I following is my JSON Object for DLP API call to mask specific column of data on parquet file which is on a bucket on GCS. While calli dlp.deidentify_content() method i have to pass item to it, not sure how to pass parquet file, i have already mentioned parquet file path.
inspect_config = {
'info_types': info_types,
'custom_info_types': custom_info_types,
'min_likelihood': min_likelihood,
'limits': {'max_findings_per_request': max_findings},
}
actions = [{
'saveFindings': {
'outputConfig': {
'table': {
'projectId': project,
'datasetId': 1,
'tableId': "result1"
}
}
}
}]
# Construct a storage_config containing the file's URL.
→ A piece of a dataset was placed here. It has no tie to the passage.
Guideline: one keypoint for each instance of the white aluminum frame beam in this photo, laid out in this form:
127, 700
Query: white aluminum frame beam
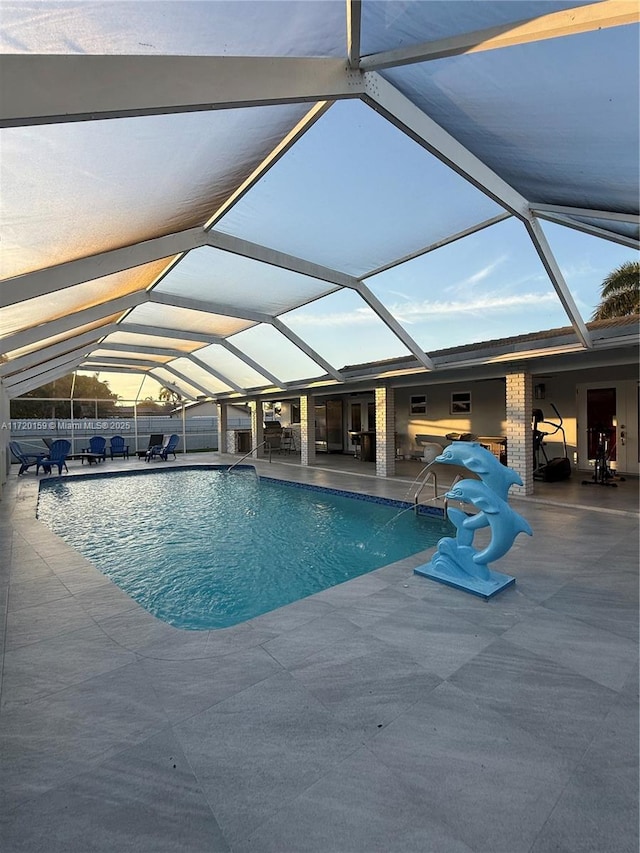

url = 'gs://{}/{}'.format(bucket, filename)
storage_config = {
'cloud_storage_options': {
'file_set': {'url': url}
}
}
# Construct deidentify configuration dictionary
deidentify_config = {
"recordTransformations": {
"fieldTransformations": [
{
"fields": [
{
"name": "IP-address"
}
],
"primitiveTransformation": {
"cryptoHashConfig": {
"cryptoKey": {
"transient": {
"name": "[TRANSIENT-CRYPTO-KEY-1]"
}
}
}
}
},
{
"fields": [
{
"name": "comments"
}
],
"infoTypeTransformations": {
"transformations": [
{
"infoTypes": [
{
"name": "PHONE_NUMBER"
},
{
"name": "EMAIL_ADDRESS"
},
{
"name": "IP_ADDRESS"
}
],
"primitiveTransformation": {
"cryptoHashConfig": {
"cryptoKey": {
"transient": {
"name": "[TRANSIENT-CRYPTO-KEY-2]"
}
}
}
}
}
]
}
}
]
}
}
# Call the API
response = dlp.deidentify_content(
parent, inspect_config=inspect_config,
deidentify_config=deidentify_config, item=item)
What i am trying to accomplish is to mask parquet file which is on GCS bucket and mask few column and the stored the masked parquet file as table on BigQuery table.